Talking about the Quality Management of Massive Platforms

Talking about the Quality Management of Massive Platforms

讲师介绍:在互联网电商公司,做质量保障和技术保障10年+,之前在1号店做质量总监和高级技术总监,负责企业信息化平台研发、自动化运维开发、质量保证、工程效率、CI/CD、敏捷开发转型、中间件研发等工作。长期深度参与千人研发团队规模的业务成长、架构演进、敏捷开发转型、工程效能建设、过程改进与度量、软件测试等从0到1、从1到N的多年变革过程和创新实践。担任过多年公司周年庆、双11等大促活动的技术保障总负责人和总指挥。

Talking about the Quality Management of Massive Platforms

Today’s topic cannot be separated from DevOps and agility. From the perspective of quality, let’s take a look at how quality is done in the DevOps ecosystem. Because of time constraints, I will share my thoughts and actual cases from a comprehensive perspective.

Talking about the Quality Management of Massive Platforms

1. Understand the quality

First look at what quality is. Look back at the quality accidents in history.

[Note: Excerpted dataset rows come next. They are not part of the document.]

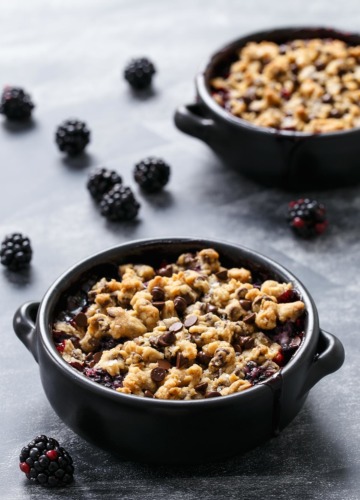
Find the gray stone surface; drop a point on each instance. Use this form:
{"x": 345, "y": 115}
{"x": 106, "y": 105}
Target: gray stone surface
{"x": 70, "y": 55}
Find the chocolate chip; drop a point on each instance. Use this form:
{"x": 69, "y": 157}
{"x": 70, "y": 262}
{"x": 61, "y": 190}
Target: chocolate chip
{"x": 180, "y": 304}
{"x": 212, "y": 309}
{"x": 164, "y": 364}
{"x": 188, "y": 298}
{"x": 320, "y": 66}
{"x": 190, "y": 321}
{"x": 237, "y": 348}
{"x": 176, "y": 327}
{"x": 247, "y": 342}
{"x": 327, "y": 99}
{"x": 97, "y": 356}
{"x": 181, "y": 360}
{"x": 245, "y": 304}
{"x": 250, "y": 318}
{"x": 212, "y": 394}
{"x": 158, "y": 374}
{"x": 166, "y": 339}
{"x": 159, "y": 305}
{"x": 166, "y": 271}
{"x": 201, "y": 387}
{"x": 294, "y": 68}
{"x": 203, "y": 358}
{"x": 336, "y": 113}
{"x": 241, "y": 293}
{"x": 258, "y": 300}
{"x": 158, "y": 294}
{"x": 81, "y": 320}
{"x": 222, "y": 275}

  • The first accident was a Japanese satellite, which lost 1.8 billion due to a line of wrong code.

  • The second is my previous example. We have a development. We need to switch the configuration at two or three in the morning and adjust the alarm clock, but the alarm clock does not ring. The company lost an order of 20,000 yuan.

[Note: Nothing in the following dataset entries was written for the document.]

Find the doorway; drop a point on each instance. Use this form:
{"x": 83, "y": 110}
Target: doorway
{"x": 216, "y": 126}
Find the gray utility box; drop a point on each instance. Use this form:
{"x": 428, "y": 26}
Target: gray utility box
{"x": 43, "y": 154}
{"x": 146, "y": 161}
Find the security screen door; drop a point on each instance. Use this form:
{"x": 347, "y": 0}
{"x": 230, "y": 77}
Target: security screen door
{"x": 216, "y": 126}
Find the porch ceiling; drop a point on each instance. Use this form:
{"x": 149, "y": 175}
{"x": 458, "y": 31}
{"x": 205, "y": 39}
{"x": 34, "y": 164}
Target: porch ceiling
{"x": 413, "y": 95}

  • The third one is also a certain team of ours in history. That time it went online without changing any code. As a result, the order dropped by a few points and the company lost an order of 40,000 yuan.

Except for the first example, the other examples seem to have nothing to do with the code, and these are quality incidents. What exactly is quality? Is it a matter of the quality department?

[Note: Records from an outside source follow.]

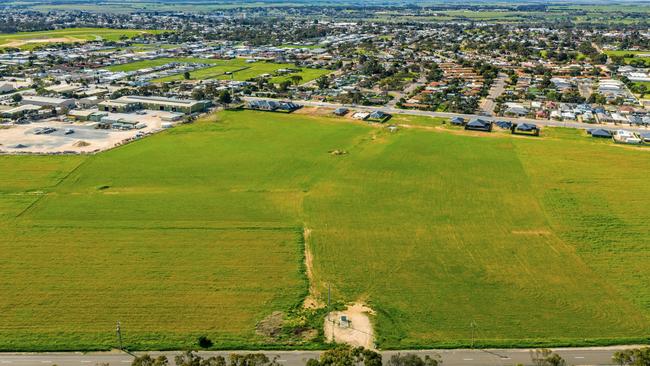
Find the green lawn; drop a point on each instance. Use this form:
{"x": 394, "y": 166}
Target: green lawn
{"x": 198, "y": 230}
{"x": 29, "y": 40}
{"x": 240, "y": 69}
{"x": 138, "y": 65}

Talking about the Quality Management of Massive Platforms

In addition to function, what features are there in quality features? (Live interaction)

These aspects are often used in software development, namely function, performance, safety, ease of use, and reliability. In the R&D department, the focus of each role is different. R&D engineers pay more attention to functions and performance, the security department pays more attention to safety, and the operation and maintenance department pays more attention to reliability and performance, each with its own focus.

The quality engineer is a role that can fully pay attention to all aspects of product quality, and it is also a role that promotes other roles to pay attention to quality in an all-round way.

In the past three years, I have done more to comprehensively control technical risks in terms of business, development, architecture, operation and maintenance, and security. Technical risk control is responsible for the company's business, not only if there is no problem with the function, it is OK. I have a more comprehensive summary in a 2015 sharing of e-commerce promotion technical guarantees. Here I will mainly talk about quality-related control work today.

So what aspects are involved in quality management? We will not discuss it from academic theory for the time being. Based on my experience in Internet quality management over the past ten years, I concluded that the quality management of Internet applications mainly involves release management, change management, risk management, defect management, These aspects of configuration management. From the quality assurance panorama to be discussed later, you can also see my point of view.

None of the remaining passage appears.